I am posting here as it is a good bit of information for new comers due to the sheer amount of adds for marketing instead of information. 
My Google Fu is strong... 3 (2 complete plus 1 entry) pages only of Google search for books about slingshot shooting and books about making slingshots.

The forum is fantastic and without the few forums and Fb groups, and Youtube (even still a lot of info to sort out.

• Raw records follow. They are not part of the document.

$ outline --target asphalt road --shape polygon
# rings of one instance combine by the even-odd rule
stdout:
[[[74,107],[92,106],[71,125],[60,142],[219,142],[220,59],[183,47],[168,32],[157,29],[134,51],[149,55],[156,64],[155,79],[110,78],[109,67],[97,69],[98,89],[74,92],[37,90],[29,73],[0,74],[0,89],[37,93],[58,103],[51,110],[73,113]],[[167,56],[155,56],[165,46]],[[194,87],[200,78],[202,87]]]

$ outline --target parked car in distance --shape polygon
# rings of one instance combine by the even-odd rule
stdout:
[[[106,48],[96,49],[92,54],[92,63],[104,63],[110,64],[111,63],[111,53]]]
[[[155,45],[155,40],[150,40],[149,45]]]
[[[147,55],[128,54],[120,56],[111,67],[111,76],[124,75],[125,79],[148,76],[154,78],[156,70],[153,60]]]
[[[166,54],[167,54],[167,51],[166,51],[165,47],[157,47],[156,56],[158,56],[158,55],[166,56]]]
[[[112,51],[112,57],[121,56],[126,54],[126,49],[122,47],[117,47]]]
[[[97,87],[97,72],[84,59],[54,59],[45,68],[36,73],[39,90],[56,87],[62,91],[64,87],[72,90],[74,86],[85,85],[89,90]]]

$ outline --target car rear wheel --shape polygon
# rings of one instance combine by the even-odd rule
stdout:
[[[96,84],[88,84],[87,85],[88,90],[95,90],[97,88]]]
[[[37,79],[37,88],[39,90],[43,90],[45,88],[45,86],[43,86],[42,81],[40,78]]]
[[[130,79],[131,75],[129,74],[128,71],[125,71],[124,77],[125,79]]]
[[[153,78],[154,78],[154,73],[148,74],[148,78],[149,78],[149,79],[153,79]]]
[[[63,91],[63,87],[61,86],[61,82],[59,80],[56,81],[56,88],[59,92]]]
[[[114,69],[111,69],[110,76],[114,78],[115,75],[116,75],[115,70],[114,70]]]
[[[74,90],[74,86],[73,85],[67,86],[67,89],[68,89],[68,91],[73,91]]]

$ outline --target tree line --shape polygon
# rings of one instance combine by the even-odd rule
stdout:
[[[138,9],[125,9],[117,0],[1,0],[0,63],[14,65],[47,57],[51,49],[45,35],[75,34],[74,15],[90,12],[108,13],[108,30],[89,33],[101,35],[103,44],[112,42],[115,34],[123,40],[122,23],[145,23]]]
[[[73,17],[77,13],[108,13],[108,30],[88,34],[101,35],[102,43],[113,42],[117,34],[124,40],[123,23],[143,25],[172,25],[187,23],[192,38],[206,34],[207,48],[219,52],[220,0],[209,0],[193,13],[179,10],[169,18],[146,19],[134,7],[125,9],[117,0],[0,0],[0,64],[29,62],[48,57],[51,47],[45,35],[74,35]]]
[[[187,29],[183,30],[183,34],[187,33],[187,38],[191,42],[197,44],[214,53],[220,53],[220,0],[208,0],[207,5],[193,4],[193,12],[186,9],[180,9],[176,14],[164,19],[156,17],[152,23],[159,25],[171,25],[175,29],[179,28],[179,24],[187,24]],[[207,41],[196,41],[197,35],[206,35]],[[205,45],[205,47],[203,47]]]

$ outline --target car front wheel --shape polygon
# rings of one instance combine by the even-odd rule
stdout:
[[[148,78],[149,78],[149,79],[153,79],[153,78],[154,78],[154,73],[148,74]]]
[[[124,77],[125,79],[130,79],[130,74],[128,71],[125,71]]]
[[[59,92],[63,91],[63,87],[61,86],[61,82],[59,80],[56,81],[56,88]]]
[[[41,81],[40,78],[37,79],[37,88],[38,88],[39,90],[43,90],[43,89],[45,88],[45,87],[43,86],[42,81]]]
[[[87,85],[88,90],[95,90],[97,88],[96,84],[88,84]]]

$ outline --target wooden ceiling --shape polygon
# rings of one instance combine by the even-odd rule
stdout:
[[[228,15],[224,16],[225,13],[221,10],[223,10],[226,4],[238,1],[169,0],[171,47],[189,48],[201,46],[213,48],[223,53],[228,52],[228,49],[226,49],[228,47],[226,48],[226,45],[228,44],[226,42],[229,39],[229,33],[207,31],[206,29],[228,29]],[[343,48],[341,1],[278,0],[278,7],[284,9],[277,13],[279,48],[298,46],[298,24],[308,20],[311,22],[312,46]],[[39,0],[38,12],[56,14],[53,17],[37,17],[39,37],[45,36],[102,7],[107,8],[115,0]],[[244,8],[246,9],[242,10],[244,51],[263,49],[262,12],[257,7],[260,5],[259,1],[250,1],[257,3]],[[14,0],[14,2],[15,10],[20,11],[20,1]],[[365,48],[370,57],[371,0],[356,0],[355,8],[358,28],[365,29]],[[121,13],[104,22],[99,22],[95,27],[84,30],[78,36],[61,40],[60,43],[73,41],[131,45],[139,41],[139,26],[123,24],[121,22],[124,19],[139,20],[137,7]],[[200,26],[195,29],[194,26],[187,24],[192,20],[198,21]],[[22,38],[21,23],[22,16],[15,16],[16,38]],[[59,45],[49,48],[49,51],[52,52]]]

Daunting for a beginner... daunting for anyone really) we would have no reference materials.

Remember when the forum went bonkers?

I would like start an interview/study guide of Slingshot shooting and making by compiling all all the basic questions into a survey and q&a plus comments and send it to all the wealth of experts young and old, near and far...

So please, list common questions and concepts (i.e., ttf, ott, parts of, parts used to attach bands, tools, ammo, etc) below. 
If I make a book of this I want to give the credit to the contributors and we could use proceeds to organize the forum and events and maybe sponsor community groups.

Just a thought.
This world wide community of people is the kindest and most freely sharing group that I have ever been part of or even aware of. SS are available to anyone really regardless of...

Be well & safe and shoot straight, friends.

Below is a pic of my binder of frames. For an idea of what we can contribute... maybe we can just make a great big ole pdf for everyone to use.
If there is anything (slingshot related) you want to attach like pics or pdf's my public email is on my profile. To avoid loss to my spam filters add "Slingshot Forum" to the subject.

Thank one and all.


----------



## Jolly Roger (Aug 14, 2017)

great idea


----------



## Tag (Jun 11, 2014)

great idea


----------



## Buckskin Dave (Apr 4, 2018)

Great idea Pat.







Big a big project.


----------



## Buckskin Dave (Apr 4, 2018)

Tried to edit my post and it got deleted. Things are a little screwy around here tonight. Any way, its a great idea Pat, and lots of work. Good luck with it bud.


----------